Cemil Batur Gökçeer’in yeni kitabı “Mağara Albino” önsöz niteliğinde bir sergiyle Ankara Torun’da

Fotoğrafçılığa belgesel ve haber fotoğrafları çekerek başlayan ve 2010’dan bu yana deneysel üretimlere odaklanan fotoğraf sanatçısı Cemil Batur Gökçeer 2019 Kasım’ın ilk günlerinde  yayımlanan Mağara Albino kitabını, okuyucu ile kitap arasındaki ilk bağı kuran önsöz yazımından yola çıkan, Önsöz – Mağara Albino isimli bir sergiyle tanıtıyor.

Mağara Albino serisinden

Ankara’da bulunan sergi ve etkinlik mekânı Torun’da açılan sergi, bir kitap önsözünde rastlanamayacak biçimlerde, ama her önsözün sebebi olan okuyucu ve kitap arasında gelişebilecek bağı desteklemek amacını taşıyor.
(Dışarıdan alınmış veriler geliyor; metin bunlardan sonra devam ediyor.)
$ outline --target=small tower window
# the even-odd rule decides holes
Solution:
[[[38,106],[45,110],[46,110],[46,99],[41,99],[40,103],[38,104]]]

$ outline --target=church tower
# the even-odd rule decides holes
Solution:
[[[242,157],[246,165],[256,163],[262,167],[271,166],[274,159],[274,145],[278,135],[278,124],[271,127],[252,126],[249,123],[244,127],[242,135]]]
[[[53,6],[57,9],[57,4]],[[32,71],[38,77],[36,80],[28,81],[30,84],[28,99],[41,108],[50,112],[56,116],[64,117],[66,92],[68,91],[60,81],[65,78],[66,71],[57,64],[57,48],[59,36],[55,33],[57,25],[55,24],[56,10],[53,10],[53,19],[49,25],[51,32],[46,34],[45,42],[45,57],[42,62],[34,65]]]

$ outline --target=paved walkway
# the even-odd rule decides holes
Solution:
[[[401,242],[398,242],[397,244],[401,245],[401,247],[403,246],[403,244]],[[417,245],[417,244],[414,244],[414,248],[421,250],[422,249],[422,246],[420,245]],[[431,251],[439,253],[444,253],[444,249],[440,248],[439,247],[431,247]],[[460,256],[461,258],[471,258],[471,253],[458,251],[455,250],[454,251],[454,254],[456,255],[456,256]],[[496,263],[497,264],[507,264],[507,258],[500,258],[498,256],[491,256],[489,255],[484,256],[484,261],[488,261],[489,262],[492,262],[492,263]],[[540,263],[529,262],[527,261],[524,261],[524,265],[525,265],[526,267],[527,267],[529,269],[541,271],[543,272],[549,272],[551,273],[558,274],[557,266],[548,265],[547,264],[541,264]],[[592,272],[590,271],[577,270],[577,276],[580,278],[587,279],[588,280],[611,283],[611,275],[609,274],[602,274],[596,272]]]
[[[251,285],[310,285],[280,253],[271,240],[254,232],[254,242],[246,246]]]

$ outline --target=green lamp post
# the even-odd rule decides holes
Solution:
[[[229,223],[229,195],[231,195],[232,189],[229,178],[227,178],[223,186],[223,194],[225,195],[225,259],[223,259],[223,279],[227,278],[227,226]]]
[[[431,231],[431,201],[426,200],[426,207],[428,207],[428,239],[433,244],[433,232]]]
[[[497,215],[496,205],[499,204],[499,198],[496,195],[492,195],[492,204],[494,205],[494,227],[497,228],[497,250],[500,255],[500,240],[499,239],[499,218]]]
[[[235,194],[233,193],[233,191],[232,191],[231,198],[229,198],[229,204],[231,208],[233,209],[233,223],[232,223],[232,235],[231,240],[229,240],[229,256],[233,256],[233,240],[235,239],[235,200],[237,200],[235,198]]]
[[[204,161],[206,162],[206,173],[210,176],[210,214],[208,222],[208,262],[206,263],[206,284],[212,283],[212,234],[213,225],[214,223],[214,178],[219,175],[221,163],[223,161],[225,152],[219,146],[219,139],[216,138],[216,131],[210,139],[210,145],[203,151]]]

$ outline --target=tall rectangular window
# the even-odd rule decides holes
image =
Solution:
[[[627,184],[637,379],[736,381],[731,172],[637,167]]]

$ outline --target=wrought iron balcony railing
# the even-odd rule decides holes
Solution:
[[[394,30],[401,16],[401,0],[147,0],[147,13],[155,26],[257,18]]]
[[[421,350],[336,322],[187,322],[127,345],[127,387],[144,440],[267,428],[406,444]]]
Batur’un sanatçı arkadaşı Ata Can ile beraber kurguladığı sergi ses ve fotoğraf yerleştirmelerinden oluşuyor. Durağanlıktan kaçınmanın mümkün olmadığı fotoğrafı harekete, zamandan kaçınmanın imkânsızlaştığı sesi durağanlığa itme arzusu pratiklerinde öne çıkan Batur ve Ata Can, kitapla kurdukları ilişkiyi mekân içerisinde farklı boyutlarda yeniden canlandırıyorlar.

Mağara Albino serisinden

27 Kasım’a kadar Torun’da görülebilecek Önsöz – Mağara Albino sergisinin odağına oturan Mağara Albino kitabına dair paylaşılan açıklama ise şu şekilde:
Mağara Albino; kafilelerin içine rahatlıkla girebileceği bir mağaradan yola çıkıyor. Bu yolla, nerden geçtiğinin farkında olmadan ilerleyip, en derinlerindeki sırılsıklam, soğuk, yumuşak ve kıvrık yüzeye yönelen bakışlar arasındaki akıl almaz farkları sabitleyecekken, kullandığı makinenin, o mağarayı o denli kolay girilir kılan mekanizmayla benzerliğine takılıyor. Mağarada kendini fotoğraflamak, ayrıksılığı aşmak için dağ eteklerinde çobanlardan, hayvanlardan geçitler aramak, geri sahile indiğinde mekânları kendine geçit vermez bir yapılmışlıkta bulmak, mağaraya geri dönmek, sonra uzaklaşmak, herhangi bir iç mekânda, bir insanın daha bunu tecrübe etmesini, malzemelerde, boyada ve sonra fotoğrafın dokusunda aramaktan oluşan bir sürecin parçalarından örülüyor. Kitap; yüzey, figürler ve mekânlar arası ilişkiyi temeline alırken, dikkati; fotoğrafı da, mağarayı da, bir hale getirmeye çalışan ancak olduramayan bir etkinin bozumuna ve bu bozulmaya direnen bir yoğunluğa kaydırıyor.”